Biosorption Kinetices of Nitrate onto Tamrind Fruit Shells

The biosorption of nitrate (NO₃⁻) onto the surface of tamarind fruit shells (TFS) is first time explored in this study, through the continuously stirred batch reactors (CMBR). The removal kinetics of NO₃⁻ was assessed based on different initial concentrations of NO₃⁻, biosorbent sizes, and agitation speeds. pH played a major role in the uptake of NO₃⁻ by TFS and about 92.6% removal was noticed at a pH of 5. An optimum dose of 10 g/l of 0.13 mm size (geometric mean size) TFS was assessed, at NO₃⁻ level of 60 mg/l.
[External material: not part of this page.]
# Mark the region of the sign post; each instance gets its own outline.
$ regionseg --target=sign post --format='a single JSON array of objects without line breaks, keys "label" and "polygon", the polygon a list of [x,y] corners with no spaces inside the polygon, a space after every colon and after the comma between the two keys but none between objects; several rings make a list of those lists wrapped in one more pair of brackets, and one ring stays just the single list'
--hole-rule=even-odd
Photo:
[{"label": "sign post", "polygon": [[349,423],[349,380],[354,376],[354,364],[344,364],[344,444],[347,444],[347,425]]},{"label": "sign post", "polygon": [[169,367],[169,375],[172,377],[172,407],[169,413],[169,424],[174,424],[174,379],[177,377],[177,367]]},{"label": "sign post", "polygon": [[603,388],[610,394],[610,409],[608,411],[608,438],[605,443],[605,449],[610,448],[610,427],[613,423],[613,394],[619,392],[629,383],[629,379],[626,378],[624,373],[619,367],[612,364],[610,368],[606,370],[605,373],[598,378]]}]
Irrespective of the initial NO₃⁻ concentrations adopted in the kinetics study (10, 40, 70, and 100 mg/l), two distinct zones such as rapid and slow biosorptions were identified. Further, within 30 min of contact time, more than 50% of initial NO₃⁻ was sorbed onto TFS and;an equilibrium was attained at 3 h. Although the overall biosorption kinetics of NO₃⁻ by TFS was well described by pseudo first-order kinetics (Lagergren's model), but the applicability of the integrated rate model (second order) was also revealed for rapid stage zone. The biosorption rate limiting step was assessed by the dependence of removal rates (mg/g/h1/2) with respect to different initial concentrations of NO₃⁻, TFS sizes, and agitation speeds. From this, it was concluded that the pore diffusion is the rate limiting step in rapid biosorptionwhere as, film diffusion is the rate limiting in slow sorption zone.